Hello!
I need to power a 775 DC motor with arduino. So I ordered a driver from China, but to kill time decided to try and make my own driver. I made up a schematic like this:
I used my laser cutter to make a PCB, soldered everything in place and now comes the testing...
It's not working. I use a 12V power supply for VCC, and 5V from arduino for logic. Grounds are tied together.
When I give 5V to any EN pins, the power supply gets shorted.
Does anyone see a problem with my schematic, or is my pcb faulty? Should the schematic even work? Thanks!

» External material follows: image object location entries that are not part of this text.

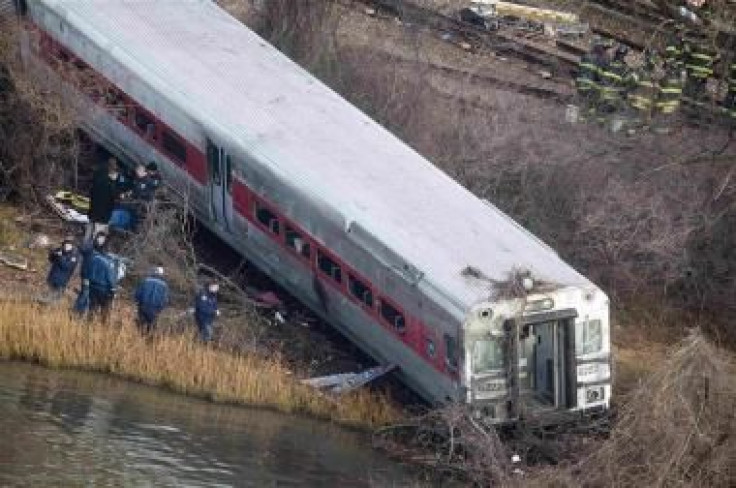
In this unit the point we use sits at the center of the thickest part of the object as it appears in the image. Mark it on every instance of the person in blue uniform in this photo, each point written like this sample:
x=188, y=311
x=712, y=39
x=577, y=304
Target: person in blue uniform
x=100, y=275
x=151, y=296
x=206, y=310
x=64, y=262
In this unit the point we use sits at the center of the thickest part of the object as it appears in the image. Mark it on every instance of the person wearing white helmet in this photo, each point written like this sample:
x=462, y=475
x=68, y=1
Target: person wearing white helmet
x=206, y=310
x=151, y=296
x=63, y=261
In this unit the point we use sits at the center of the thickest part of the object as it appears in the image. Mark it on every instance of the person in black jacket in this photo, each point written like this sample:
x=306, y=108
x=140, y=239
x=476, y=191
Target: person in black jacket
x=100, y=276
x=152, y=296
x=107, y=185
x=206, y=310
x=63, y=263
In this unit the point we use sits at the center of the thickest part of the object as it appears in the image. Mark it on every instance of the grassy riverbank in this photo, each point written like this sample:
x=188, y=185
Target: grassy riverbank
x=51, y=338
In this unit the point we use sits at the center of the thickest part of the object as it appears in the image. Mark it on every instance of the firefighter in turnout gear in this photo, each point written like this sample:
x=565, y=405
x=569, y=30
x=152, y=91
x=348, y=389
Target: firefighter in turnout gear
x=588, y=80
x=644, y=92
x=670, y=93
x=675, y=50
x=729, y=103
x=613, y=83
x=699, y=68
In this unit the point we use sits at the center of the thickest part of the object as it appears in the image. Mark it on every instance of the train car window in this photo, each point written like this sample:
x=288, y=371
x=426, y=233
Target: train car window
x=144, y=123
x=229, y=174
x=213, y=158
x=393, y=317
x=451, y=352
x=63, y=55
x=296, y=241
x=329, y=267
x=360, y=290
x=174, y=147
x=431, y=349
x=115, y=103
x=267, y=218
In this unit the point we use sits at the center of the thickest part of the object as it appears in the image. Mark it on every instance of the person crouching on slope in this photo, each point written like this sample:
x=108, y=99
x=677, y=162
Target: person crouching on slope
x=205, y=310
x=100, y=274
x=152, y=296
x=63, y=263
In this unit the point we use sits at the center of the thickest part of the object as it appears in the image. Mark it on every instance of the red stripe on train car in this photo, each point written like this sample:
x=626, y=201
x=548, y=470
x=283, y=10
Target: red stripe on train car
x=126, y=110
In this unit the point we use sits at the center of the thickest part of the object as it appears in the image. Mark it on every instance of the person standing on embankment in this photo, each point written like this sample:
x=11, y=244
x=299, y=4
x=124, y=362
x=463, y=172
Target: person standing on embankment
x=63, y=263
x=107, y=185
x=206, y=310
x=152, y=296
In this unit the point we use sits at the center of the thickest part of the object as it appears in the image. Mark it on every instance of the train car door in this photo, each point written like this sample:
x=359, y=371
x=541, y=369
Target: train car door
x=220, y=169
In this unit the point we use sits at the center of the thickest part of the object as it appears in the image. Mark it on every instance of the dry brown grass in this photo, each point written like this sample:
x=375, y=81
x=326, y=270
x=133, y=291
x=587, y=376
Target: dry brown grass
x=677, y=428
x=178, y=362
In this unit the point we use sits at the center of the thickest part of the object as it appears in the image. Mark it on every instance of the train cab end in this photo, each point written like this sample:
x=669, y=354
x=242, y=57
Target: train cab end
x=538, y=356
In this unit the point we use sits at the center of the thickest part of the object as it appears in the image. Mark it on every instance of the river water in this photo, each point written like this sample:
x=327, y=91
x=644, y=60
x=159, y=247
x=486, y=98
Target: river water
x=62, y=428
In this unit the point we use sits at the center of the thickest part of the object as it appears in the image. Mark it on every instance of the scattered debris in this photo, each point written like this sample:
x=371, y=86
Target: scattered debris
x=13, y=260
x=344, y=382
x=66, y=210
x=40, y=241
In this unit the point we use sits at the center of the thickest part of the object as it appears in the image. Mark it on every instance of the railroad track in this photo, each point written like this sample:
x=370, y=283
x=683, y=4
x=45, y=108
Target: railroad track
x=499, y=42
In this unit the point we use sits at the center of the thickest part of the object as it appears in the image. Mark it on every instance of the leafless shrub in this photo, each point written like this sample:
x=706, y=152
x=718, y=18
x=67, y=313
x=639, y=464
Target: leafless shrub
x=38, y=144
x=636, y=214
x=450, y=442
x=677, y=429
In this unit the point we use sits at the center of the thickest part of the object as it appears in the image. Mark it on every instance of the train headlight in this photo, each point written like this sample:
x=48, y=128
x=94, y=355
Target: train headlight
x=539, y=305
x=493, y=386
x=594, y=395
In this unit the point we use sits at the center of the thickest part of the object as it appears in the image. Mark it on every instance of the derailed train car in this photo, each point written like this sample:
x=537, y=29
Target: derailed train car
x=401, y=259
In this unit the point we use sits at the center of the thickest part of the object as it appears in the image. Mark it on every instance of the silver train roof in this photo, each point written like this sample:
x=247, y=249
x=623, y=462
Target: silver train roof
x=217, y=69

10 ohms is an extremely low value for R1,R2. That's likely to exceed the maximum emitter current for Q3,Q4 (and maybe smoke the resistors, or the drive transistors).
Not to put too fine a point on it, but do you know Ohm's law?

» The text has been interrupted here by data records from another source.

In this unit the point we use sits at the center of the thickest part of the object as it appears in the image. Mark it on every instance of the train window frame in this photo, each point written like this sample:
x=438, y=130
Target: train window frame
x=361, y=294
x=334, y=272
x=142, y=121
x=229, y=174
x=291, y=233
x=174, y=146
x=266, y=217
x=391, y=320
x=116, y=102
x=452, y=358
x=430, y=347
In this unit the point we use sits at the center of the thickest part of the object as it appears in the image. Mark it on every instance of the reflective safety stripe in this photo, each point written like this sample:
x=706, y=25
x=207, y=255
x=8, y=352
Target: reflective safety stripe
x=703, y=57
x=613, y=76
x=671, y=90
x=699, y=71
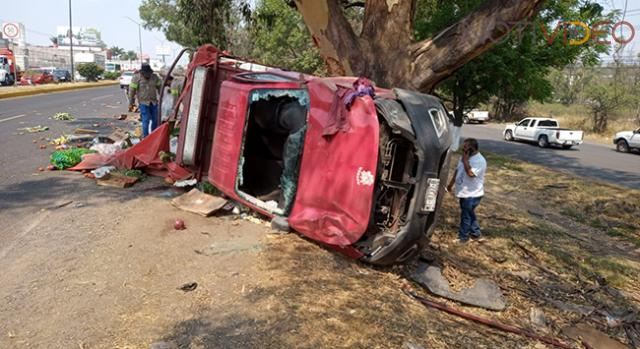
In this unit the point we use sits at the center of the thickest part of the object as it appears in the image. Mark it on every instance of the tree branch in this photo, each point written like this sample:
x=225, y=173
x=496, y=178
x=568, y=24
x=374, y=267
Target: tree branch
x=348, y=5
x=437, y=58
x=333, y=35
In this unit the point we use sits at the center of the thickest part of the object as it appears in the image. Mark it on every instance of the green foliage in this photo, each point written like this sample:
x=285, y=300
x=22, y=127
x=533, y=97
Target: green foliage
x=116, y=51
x=90, y=71
x=516, y=70
x=129, y=55
x=280, y=38
x=63, y=159
x=111, y=75
x=192, y=23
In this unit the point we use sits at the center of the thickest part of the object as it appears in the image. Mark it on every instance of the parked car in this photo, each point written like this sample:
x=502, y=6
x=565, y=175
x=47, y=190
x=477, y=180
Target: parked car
x=543, y=131
x=125, y=79
x=61, y=75
x=476, y=116
x=627, y=141
x=368, y=182
x=36, y=77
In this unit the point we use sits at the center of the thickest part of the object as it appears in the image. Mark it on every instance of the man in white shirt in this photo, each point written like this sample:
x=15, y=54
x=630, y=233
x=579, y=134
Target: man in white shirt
x=469, y=181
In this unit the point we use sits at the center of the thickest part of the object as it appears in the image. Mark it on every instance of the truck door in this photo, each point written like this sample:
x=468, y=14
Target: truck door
x=338, y=169
x=521, y=129
x=634, y=141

Welp, when I was designing the circuit, it seemed a good value. Now I changed it to 1k, and it is in fact working. But, when I measure the voltage across the motor, its only 10.7V when the VCC is 12V. Is the 1k too much and the transitor isnt saturating, or is it normal with transistors? Thanks!

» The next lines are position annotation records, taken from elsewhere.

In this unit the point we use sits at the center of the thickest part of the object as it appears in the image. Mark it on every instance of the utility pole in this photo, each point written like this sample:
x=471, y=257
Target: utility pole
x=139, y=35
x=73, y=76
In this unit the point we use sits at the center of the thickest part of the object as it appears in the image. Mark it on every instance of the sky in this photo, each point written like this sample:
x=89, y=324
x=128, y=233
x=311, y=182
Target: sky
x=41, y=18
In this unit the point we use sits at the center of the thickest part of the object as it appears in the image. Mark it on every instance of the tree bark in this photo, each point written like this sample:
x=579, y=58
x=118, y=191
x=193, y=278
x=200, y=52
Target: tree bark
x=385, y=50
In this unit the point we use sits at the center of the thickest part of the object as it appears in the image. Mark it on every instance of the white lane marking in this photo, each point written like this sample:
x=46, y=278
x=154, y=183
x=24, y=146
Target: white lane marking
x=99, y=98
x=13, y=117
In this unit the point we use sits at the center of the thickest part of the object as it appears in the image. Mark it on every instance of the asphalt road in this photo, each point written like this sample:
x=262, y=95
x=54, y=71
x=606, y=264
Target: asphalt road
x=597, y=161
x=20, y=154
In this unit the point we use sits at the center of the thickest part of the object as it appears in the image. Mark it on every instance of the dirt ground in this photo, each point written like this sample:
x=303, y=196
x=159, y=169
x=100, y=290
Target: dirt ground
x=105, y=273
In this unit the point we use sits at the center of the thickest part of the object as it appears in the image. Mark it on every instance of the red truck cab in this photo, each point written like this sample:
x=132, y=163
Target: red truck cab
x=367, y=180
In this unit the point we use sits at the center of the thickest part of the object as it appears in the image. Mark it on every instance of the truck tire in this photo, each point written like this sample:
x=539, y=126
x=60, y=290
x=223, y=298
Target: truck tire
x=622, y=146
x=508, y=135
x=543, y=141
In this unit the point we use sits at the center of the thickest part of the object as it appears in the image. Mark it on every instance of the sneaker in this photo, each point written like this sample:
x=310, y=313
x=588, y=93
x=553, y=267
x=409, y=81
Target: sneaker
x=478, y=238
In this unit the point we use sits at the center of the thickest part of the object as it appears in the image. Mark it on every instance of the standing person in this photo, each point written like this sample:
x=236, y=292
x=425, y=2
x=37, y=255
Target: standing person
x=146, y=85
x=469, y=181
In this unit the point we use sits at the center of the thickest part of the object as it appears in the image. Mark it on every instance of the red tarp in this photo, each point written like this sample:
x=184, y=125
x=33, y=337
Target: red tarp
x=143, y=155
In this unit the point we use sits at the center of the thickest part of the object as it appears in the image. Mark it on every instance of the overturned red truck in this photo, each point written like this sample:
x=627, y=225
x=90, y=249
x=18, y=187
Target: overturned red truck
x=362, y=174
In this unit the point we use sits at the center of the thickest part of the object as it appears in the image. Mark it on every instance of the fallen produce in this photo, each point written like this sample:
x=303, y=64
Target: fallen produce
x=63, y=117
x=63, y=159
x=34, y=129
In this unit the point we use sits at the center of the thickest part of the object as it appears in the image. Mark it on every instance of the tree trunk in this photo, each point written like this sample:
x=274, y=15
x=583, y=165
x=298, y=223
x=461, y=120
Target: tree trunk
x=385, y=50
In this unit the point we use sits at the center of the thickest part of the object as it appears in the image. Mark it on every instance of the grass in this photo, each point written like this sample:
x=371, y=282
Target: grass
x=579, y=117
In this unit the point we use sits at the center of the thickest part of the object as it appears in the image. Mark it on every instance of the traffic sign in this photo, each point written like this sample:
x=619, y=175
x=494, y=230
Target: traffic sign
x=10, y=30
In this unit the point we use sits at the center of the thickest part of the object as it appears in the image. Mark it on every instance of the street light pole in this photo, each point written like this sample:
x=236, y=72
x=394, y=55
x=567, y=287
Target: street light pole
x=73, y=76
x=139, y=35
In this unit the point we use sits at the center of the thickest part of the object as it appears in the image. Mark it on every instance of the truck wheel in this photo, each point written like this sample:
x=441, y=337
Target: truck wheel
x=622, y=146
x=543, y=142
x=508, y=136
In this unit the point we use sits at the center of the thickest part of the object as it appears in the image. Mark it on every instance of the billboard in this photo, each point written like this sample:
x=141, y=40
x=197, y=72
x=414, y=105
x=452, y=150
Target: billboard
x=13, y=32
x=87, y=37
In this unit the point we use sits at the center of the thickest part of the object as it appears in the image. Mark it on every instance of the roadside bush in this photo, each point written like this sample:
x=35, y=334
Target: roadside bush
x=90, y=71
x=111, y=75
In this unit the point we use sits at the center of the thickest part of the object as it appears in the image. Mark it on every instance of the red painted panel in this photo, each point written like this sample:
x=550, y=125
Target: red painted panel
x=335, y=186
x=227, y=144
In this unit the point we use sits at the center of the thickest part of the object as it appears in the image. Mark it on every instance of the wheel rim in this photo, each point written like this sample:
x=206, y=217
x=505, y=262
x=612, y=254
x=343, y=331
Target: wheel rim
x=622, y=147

Well I had a really stupid mistake. I had the pcb on my table turned the other way, and so I was thinking I was connecting the 5V to EN pins, but actually I was connecting to PWM pins. That way I didnt think the small resistor values was the cause.
It looks like your top PNP are always ON or shorted, as @anon57585045 stated.
For simplicity you can remove the PWM driver transistors and connect the base of the top-left Darlington to the collector of the bottom-right Darlington, same for top-right and bottom left. Of course with resistors matching Vcc like 10k. This leaves one control input for each direction.